When I bought the company, it was not really that profitable. At the time I became owner, in June 2003, we were projected to generate about $2.5 million (down from $2.8 million in 2002). Needing to boost sales, the company had purchased a Luxury Bath franchise. I was particularly excited about that, because I felt that the bath division had great potential. I needed to turn the company around.
The Turn Around The first thing I did was lower my overhead. We were operating as though we were hitting much bigger numbers than we were. I took a hard look at expenses. I cut some staff. I analyzed our advertising and decided which media should stay and which should go, calculating that we shouldn't use any lead source where we didn't generate at least $5 in revenue for every dollar spent.

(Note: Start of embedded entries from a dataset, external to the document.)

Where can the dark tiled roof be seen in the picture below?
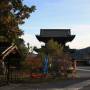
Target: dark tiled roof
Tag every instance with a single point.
(55, 32)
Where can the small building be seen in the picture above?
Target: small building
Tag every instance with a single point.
(62, 36)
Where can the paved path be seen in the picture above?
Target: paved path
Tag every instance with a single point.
(82, 83)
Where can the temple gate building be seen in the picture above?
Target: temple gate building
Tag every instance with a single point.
(62, 36)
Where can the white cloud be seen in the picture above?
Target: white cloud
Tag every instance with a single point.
(82, 38)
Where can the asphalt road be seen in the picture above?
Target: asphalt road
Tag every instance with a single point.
(81, 83)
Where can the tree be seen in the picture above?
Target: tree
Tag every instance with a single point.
(12, 14)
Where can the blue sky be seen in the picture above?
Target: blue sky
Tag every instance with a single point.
(72, 14)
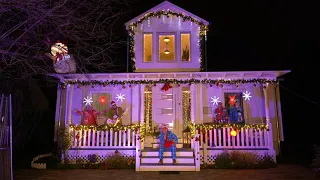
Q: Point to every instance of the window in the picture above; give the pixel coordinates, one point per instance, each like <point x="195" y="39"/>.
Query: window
<point x="101" y="106"/>
<point x="185" y="47"/>
<point x="166" y="48"/>
<point x="147" y="49"/>
<point x="229" y="97"/>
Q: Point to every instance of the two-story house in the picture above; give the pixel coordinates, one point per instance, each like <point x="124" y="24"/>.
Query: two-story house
<point x="169" y="85"/>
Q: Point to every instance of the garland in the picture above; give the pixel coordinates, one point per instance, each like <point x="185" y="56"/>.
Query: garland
<point x="207" y="127"/>
<point x="134" y="127"/>
<point x="219" y="82"/>
<point x="158" y="14"/>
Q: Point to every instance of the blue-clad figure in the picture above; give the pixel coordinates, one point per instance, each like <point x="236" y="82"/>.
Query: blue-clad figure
<point x="237" y="113"/>
<point x="165" y="136"/>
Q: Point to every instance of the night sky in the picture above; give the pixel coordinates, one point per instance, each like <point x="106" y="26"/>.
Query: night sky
<point x="257" y="35"/>
<point x="266" y="35"/>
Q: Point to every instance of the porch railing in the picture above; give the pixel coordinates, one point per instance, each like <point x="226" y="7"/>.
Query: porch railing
<point x="245" y="139"/>
<point x="104" y="139"/>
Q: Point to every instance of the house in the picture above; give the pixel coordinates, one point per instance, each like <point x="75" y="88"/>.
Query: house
<point x="168" y="85"/>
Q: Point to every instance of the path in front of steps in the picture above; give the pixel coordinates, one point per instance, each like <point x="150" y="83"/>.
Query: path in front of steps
<point x="281" y="172"/>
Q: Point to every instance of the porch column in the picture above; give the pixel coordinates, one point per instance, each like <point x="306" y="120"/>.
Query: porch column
<point x="193" y="95"/>
<point x="266" y="102"/>
<point x="142" y="86"/>
<point x="135" y="116"/>
<point x="58" y="112"/>
<point x="68" y="114"/>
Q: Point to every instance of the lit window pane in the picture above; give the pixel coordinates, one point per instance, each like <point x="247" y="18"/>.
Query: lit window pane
<point x="185" y="47"/>
<point x="167" y="47"/>
<point x="147" y="48"/>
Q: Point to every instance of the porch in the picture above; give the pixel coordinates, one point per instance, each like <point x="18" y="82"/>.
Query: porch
<point x="207" y="143"/>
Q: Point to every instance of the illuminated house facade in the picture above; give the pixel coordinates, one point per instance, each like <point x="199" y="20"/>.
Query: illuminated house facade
<point x="169" y="86"/>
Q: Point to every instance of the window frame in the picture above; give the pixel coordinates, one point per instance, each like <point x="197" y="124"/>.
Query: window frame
<point x="158" y="46"/>
<point x="190" y="49"/>
<point x="152" y="47"/>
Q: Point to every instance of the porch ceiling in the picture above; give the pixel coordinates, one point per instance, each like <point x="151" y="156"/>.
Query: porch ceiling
<point x="178" y="75"/>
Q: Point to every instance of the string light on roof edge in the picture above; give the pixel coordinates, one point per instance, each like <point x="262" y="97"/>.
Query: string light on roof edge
<point x="215" y="100"/>
<point x="246" y="95"/>
<point x="88" y="101"/>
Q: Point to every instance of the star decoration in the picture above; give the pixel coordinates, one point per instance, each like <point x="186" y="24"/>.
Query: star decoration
<point x="120" y="97"/>
<point x="215" y="100"/>
<point x="232" y="100"/>
<point x="103" y="100"/>
<point x="246" y="95"/>
<point x="88" y="101"/>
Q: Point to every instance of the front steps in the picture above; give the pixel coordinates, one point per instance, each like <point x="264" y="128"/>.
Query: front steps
<point x="150" y="158"/>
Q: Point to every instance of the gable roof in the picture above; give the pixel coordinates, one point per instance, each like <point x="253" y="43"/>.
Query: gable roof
<point x="166" y="5"/>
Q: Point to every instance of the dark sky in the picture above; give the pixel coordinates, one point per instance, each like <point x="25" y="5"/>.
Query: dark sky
<point x="265" y="35"/>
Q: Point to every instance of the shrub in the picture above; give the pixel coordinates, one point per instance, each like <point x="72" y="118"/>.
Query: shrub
<point x="118" y="161"/>
<point x="223" y="161"/>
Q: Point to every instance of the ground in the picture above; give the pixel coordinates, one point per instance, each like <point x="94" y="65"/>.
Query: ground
<point x="281" y="172"/>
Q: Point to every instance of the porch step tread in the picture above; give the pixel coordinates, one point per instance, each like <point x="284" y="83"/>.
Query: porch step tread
<point x="178" y="157"/>
<point x="252" y="148"/>
<point x="167" y="150"/>
<point x="159" y="143"/>
<point x="167" y="164"/>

In my first year of ownership, revenues grew by about 25%. I adopted an aggressive lead generation strategy, based on targeted direct mail. I switched our window product line and brought on a higher-end product unique to the area, featuring, for example, self-cleaning glass, so we could differentiate ourselves from other companies.
That fired up the sales-people and increased our average job price to more than $8,000. I also hired a salesperson who was an expert at selling Luxury Bath. In the first six months, we not only increased window sales but also tripled bath revenue. At the time, bath sales were 15% of volume. Today, they're 40% of our sales.
Sense of Purpose The company is now profitable, and I'm confident we can maintain profitability as we grow toward the $5 million level. My long-term vision is to continue building a stable work environment for me and my employees and to create very happy customers along the way.
What did I learn? First, never say never. Second, opportunities always exist but can be scary. Successful people are the ones who take action. And third, respecting employees will reap rewards beyond your and their wildest dreams. —Donn Reinin is owner of The Clear Choice, a replacement company in Livermore, Calif., that specializes in window replacements and bath remodels.